Beltan moved to the wardrobe. Grace didn’t want to look, but she craned her neck all the same as Beltan pulled the wardrobe’s doors open.

It was empty.

“By all the Old Ones!” Falken swore, then he looked at
Grace. “Did anyone come to your chamber last night? Anyone at all?”

Grace fumbled for words. “No—no one. I was awake all night.”

“No visitors came to Her Radiance’s door until yourselves,” Durge said. “And I barred her window myself.”

“Yet it is gone all the same,” Melia said. She ran a slender hand over the wood of the wardrobe, as if feeling for something, although for what Grace couldn’t guess.

“But who could have taken it?” Falken said.

“Maybe
he
did.”

Everyone looked up. It was Travis who had spoken. He had been silent the whole while, but now he stepped forward. His gray eyes were strange behind his spectacles: distant, afraid.

“Who do you mean, Travis?” Grace said. “Who took it?”

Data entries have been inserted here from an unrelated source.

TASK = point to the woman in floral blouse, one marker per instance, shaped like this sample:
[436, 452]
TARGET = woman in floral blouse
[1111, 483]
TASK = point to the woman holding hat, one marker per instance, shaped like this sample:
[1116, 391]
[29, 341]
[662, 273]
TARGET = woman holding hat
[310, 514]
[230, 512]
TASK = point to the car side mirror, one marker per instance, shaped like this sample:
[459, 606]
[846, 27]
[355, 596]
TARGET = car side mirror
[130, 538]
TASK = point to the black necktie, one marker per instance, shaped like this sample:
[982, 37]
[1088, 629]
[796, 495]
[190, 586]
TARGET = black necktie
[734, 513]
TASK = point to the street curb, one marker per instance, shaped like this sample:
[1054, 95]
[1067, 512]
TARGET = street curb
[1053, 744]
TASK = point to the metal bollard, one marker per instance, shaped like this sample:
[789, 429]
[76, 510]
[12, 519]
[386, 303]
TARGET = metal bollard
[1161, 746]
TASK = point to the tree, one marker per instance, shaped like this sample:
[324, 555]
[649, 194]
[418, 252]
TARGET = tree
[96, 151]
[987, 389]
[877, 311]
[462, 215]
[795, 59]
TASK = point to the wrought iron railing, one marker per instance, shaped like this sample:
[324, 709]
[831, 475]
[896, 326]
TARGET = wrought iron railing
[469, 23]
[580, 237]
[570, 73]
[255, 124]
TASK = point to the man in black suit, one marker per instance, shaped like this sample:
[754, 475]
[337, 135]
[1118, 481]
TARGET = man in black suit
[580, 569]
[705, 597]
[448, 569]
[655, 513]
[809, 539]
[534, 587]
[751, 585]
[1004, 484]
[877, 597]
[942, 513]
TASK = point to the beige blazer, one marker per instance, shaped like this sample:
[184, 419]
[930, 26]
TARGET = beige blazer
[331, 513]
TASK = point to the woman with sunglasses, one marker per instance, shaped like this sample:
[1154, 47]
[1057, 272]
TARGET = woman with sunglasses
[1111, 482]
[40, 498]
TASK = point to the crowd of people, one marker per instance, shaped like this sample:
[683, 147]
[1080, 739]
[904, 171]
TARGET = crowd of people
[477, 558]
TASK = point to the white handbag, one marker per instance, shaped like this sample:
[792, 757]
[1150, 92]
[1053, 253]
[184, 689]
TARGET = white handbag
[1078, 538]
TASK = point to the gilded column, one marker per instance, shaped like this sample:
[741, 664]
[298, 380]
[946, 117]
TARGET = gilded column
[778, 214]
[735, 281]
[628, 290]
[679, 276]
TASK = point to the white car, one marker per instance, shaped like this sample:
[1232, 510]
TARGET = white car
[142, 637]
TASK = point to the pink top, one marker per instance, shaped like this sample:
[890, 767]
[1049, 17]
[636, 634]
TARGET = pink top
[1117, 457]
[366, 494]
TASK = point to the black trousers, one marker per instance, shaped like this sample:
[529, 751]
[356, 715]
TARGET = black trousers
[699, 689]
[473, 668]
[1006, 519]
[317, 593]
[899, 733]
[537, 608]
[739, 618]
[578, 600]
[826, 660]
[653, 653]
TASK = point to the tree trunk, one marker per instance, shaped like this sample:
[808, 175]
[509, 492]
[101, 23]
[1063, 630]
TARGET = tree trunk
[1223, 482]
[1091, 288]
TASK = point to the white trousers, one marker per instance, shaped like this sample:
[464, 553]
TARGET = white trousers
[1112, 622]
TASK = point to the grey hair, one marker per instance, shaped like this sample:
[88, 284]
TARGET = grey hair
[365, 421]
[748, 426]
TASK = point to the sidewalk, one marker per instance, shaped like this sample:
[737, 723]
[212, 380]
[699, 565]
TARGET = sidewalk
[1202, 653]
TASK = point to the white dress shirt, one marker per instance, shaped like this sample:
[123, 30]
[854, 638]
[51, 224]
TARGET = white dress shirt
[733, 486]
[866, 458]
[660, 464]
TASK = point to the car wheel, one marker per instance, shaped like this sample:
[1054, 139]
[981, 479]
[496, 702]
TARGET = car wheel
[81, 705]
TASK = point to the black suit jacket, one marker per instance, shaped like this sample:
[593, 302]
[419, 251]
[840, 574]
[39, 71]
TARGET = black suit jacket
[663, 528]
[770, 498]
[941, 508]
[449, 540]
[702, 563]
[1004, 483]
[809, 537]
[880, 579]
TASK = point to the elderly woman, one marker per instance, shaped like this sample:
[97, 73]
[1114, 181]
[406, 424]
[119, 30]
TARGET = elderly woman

He flexed his right hand—the arm rested in a sling. Grace had bandaged the cut from the feydrim herself. It had not looked serious, but she did not want to take a chance with infection, not in this world.


Him
. The Pale King. In Imbrifale.”

Grace did not understand these words, but they sent a chill up her spine all the same.

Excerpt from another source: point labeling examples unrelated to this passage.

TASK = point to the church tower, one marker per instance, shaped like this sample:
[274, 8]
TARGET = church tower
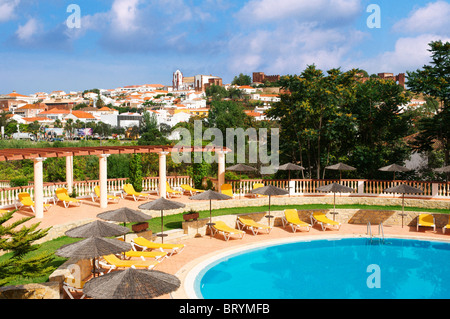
[177, 81]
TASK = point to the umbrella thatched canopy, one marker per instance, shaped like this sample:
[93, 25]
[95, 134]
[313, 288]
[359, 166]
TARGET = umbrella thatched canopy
[290, 167]
[97, 228]
[394, 168]
[341, 167]
[93, 247]
[403, 189]
[445, 169]
[210, 195]
[162, 204]
[335, 188]
[241, 168]
[124, 215]
[269, 190]
[131, 284]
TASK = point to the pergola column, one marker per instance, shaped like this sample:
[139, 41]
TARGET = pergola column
[162, 174]
[38, 187]
[221, 169]
[102, 161]
[69, 173]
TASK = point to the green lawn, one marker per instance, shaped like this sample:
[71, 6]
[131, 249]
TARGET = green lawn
[175, 221]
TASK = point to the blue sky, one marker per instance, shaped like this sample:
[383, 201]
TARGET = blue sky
[127, 42]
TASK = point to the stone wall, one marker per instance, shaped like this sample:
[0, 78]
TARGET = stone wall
[349, 216]
[246, 202]
[48, 290]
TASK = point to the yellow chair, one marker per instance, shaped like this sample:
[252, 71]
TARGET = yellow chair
[158, 255]
[255, 186]
[192, 191]
[324, 221]
[291, 218]
[426, 220]
[144, 244]
[96, 194]
[226, 231]
[170, 192]
[130, 191]
[112, 262]
[25, 200]
[227, 189]
[247, 222]
[62, 195]
[70, 285]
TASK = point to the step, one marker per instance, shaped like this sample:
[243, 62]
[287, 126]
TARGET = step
[173, 235]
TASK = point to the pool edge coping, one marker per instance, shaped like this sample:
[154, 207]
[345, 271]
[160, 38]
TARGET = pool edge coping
[189, 272]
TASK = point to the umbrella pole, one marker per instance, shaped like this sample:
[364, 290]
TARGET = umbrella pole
[403, 207]
[289, 183]
[210, 221]
[334, 205]
[162, 235]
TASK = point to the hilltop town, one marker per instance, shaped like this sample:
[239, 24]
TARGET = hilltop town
[123, 107]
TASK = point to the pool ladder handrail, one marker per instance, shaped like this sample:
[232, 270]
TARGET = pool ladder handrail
[380, 232]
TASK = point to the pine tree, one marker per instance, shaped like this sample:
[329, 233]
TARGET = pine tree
[20, 243]
[136, 172]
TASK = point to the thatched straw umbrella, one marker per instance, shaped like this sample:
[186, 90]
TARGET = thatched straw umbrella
[131, 284]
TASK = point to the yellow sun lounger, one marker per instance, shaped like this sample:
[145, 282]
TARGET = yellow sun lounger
[25, 200]
[227, 189]
[112, 262]
[226, 231]
[158, 255]
[70, 285]
[190, 189]
[255, 186]
[62, 195]
[96, 193]
[291, 218]
[426, 220]
[130, 191]
[144, 244]
[170, 192]
[446, 226]
[324, 221]
[247, 222]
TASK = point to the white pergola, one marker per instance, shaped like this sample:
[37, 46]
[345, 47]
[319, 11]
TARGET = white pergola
[38, 155]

Travis looked at the bard. “Wasn’t this thing one of
his
servants? Like … like the others, at the White Tower?”

Falken gave a slow nod. Travis pressed his eyes shut.

“Wait a minute,” Beltan said. “What’s this?” The knight bent and retrieved something from the bottom of the wardrobe. He stood, and Grace gasped. In his hand was a sprig of evergreen.

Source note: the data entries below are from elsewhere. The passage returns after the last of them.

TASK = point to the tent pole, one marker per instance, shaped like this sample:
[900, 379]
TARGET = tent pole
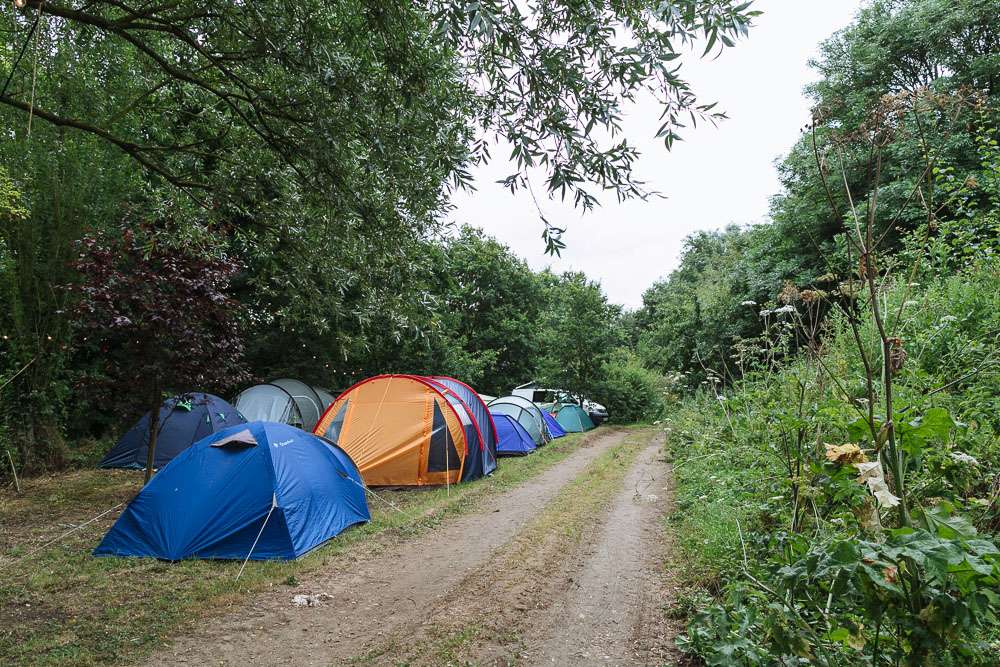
[13, 470]
[274, 503]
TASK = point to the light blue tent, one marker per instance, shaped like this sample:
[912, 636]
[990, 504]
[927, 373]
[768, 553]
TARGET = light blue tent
[512, 439]
[572, 418]
[526, 413]
[481, 463]
[260, 490]
[555, 430]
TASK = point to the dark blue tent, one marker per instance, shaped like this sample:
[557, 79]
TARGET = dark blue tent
[513, 440]
[183, 420]
[555, 430]
[263, 490]
[487, 462]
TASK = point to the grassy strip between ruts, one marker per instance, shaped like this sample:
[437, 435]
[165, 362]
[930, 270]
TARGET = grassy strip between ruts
[480, 613]
[61, 606]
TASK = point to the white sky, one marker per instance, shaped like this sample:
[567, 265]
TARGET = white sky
[715, 177]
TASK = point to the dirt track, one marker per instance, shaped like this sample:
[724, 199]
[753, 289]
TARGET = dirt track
[595, 604]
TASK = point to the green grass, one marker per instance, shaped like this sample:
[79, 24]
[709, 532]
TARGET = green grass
[61, 606]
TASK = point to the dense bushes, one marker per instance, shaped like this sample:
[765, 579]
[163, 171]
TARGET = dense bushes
[809, 564]
[630, 391]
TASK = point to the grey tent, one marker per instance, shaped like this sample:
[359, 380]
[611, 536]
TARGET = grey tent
[526, 413]
[269, 402]
[309, 402]
[326, 397]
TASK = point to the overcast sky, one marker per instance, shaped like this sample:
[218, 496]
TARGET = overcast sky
[715, 177]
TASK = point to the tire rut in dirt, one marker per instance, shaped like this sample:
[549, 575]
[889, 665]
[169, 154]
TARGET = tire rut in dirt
[612, 612]
[582, 584]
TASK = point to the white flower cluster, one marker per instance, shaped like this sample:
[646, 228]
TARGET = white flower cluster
[871, 474]
[962, 457]
[778, 311]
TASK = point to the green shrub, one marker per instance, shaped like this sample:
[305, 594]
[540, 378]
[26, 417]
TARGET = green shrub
[630, 392]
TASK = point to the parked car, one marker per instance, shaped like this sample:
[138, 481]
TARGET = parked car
[530, 390]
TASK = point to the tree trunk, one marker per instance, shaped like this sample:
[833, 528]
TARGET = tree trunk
[154, 428]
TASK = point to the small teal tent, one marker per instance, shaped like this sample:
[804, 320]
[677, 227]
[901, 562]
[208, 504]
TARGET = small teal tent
[555, 430]
[512, 439]
[260, 490]
[573, 418]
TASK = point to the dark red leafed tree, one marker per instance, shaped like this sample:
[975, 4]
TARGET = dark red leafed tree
[157, 317]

She didn’t remember stumbling, didn’t remember Durge catching her in strong, rough hands and easing her into the chair by the fire, didn’t remember Aryn pressing a cup of wine into her hand. The next thing she knew she was talking, the words tumbling out of her, as she spoke of the night she had awakened to the sound of bells, how she had wandered the castle and had spied small footprints in the snow, and had returned to her chamber to find on her pillow …

Grace lifted the sprig of evergreen from her lap. “A servingwoman I met … she spoke of Little People in the castle … I thought somehow …” She looked up at Falken.
“But that’s foolish, isn’t it? They couldn’t have taken the body, could they? The Little People?”

Neither Falken nor Melia said anything.

Beltan looked from one to the other, then groaned. “But that’s ridiculous! I’m all for stories, and I believe more of them than is probably good for me, but even I know the Little People are a myth.”

Melia cast her piercing gaze on the knight. “A myth like wraithlings and feydrim?”

The blond knight blinked, opened his mouth, then evidently thought better of it. He slunk to the fringes of the room.

“There might be more truth to the Lady Grace’s words than she knows,” Falken said.

Grace clutched her wine to keep from spilling it. “How do you mean?”

Falken rubbed his chin with a hand—the one with the black glove. “The feydrim are monsters, you’ve seen that, but they were not always so. They were Little People once—gnomes and greenmen, dwarfs and fairies. The children of the Old Gods were queer. They could be ugly as they were beautiful, and their mirth was often cruel, but they were not evil. Not until the Pale King imprisoned some of them and his Necromancers twisted them for his own use.”

“The Pale King?”

Falken moved to the fire, scarlet light played across his face. “A thousand years ago, the Pale King rode forth from Imbrifale, a sea of feydrim behind him, and nearly conquered all of Falengarth. Now the prison that holds him grows weak. That is what I came to tell the council.”